题解:考虑暴力,我们设f(n,k)代表答案,则有f(n,k)=sum_{d|n}f(d,k-1)。f(n,0)=n。
我们发现如果把n分解质因数,最后结果就是所有质因子若干次方结果乘积(f是积性函数)。
分解质因数后,我们设g(n,k)代表p^n次方执行k次的结果,由于n是log级别的,所以可以直接dp了。
最后得到了p^0…p^n的分布,加起来乘到答案里就行了。
代码
#include <cstdio>
using namespace std;
const int xkj = 1000000007;
long long n, k, tmp;
long long d[30];
int p[30], tot;
int f[60], g[60], inv[60];
int qpow(int x, int y)
{
int res = 1;
for (x %= xkj; y > 0; y >>= 1, x = x * (long long)x % xkj)
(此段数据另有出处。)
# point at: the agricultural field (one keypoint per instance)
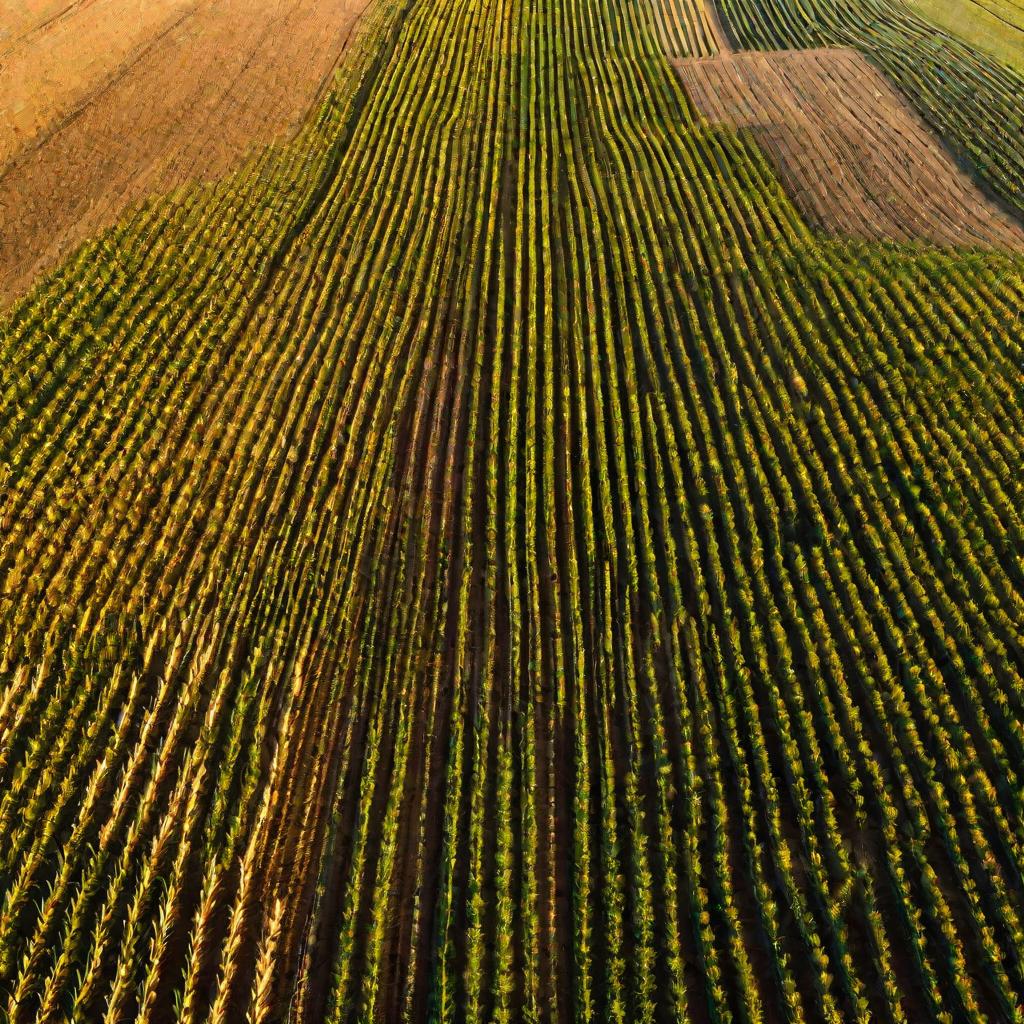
(105, 102)
(996, 26)
(482, 539)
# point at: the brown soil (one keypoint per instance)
(851, 153)
(686, 29)
(103, 102)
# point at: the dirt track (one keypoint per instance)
(103, 102)
(850, 152)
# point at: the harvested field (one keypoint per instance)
(486, 560)
(105, 102)
(855, 158)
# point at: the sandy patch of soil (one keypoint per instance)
(852, 154)
(113, 100)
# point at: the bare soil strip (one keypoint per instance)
(104, 103)
(851, 153)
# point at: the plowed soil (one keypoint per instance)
(103, 102)
(851, 153)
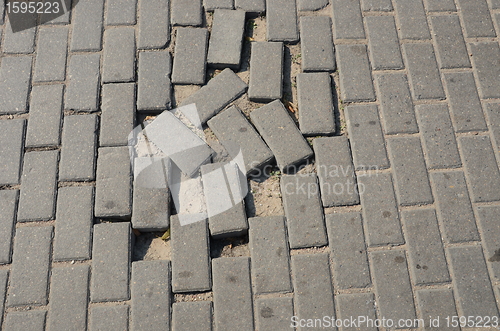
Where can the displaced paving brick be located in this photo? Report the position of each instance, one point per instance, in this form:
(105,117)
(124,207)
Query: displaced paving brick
(383,43)
(316,109)
(150,289)
(38,186)
(217,94)
(111,252)
(337,179)
(232,294)
(281,135)
(30,266)
(423,71)
(355,76)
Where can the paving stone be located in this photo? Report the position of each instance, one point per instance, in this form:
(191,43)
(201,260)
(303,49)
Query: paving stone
(74,221)
(481,168)
(485,57)
(217,94)
(281,20)
(348,250)
(305,221)
(38,186)
(111,252)
(454,207)
(118,114)
(383,43)
(30,266)
(281,135)
(423,71)
(471,282)
(337,179)
(354,70)
(11,150)
(82,90)
(44,125)
(316,109)
(150,295)
(113,183)
(232,294)
(154,24)
(68,298)
(78,151)
(466,109)
(451,50)
(190,56)
(438,137)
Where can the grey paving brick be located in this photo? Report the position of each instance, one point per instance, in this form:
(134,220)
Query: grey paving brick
(315,99)
(481,168)
(74,220)
(11,150)
(153,82)
(354,70)
(485,57)
(423,71)
(281,20)
(190,56)
(305,221)
(348,250)
(82,90)
(232,294)
(217,94)
(150,295)
(15,76)
(111,252)
(454,207)
(337,179)
(466,109)
(30,266)
(38,186)
(78,152)
(113,195)
(383,43)
(118,114)
(68,298)
(471,282)
(281,135)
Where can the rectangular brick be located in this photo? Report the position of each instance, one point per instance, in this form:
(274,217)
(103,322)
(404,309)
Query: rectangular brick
(30,266)
(37,199)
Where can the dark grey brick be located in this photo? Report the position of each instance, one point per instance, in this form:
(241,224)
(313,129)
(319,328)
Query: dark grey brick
(383,43)
(423,71)
(305,221)
(348,250)
(337,179)
(281,135)
(150,295)
(30,266)
(232,294)
(111,252)
(471,282)
(316,109)
(354,71)
(37,199)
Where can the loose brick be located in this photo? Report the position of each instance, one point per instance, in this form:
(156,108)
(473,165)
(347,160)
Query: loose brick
(38,186)
(232,294)
(355,76)
(305,221)
(111,252)
(150,295)
(348,250)
(30,266)
(281,135)
(337,179)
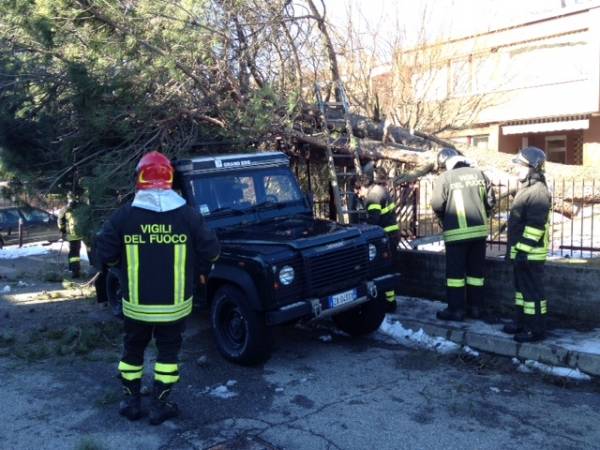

if (y & 1) res = res * (long long)x % xkj;
return res;
}
int work(long long p, int m)
{
for (int i = 0; i < m; i++) f[i] = 0;
f[m] = 1;
for (int t = 1; t <= k; t++)
{
for (int i = 0; i <= m; i++) g[i] = 0;
for (int i = 0; i <= m; i++)
{
f[i] = f[i] * (long long)inv[i + 1] % xkj;
for (int j = 0; j <= i; j++)
{
g[j] = (g[j] + f[i]) % xkj;
}
}
for (int i = 0; i <= m; i++) f[i] = g[i];
}
int res = 0, tmp = 1; p %= xkj;
for (int j = 0; j <= m; j++) res = (res + f[j] * (long long)tmp % xkj) % xkj, tmp = tmp * p % xkj;
return res;
}
int main()
{
scanf("%lld%lld", &n, &k); tmp = n;
for (int i = 0; i < 60; i++) inv[i] = qpow(i, xkj - 2);
for (int i = 2; i * (long long)i <= n; i++)
{
if (tmp % i == 0)
{
d[++tot] = i, p[tot] = 1, tmp /= i;
while (tmp % i == 0) tmp /= i, p[tot]++;
}
}
if (tmp > 1) d[++tot] = tmp, p[tot] = 1;
int ans = 1;
for (int i = 1; i <= tot; i++) ans = ans * (long long)work(d[i], p[i]) % xkj;
printf("%d\n", ans);
return 0;
}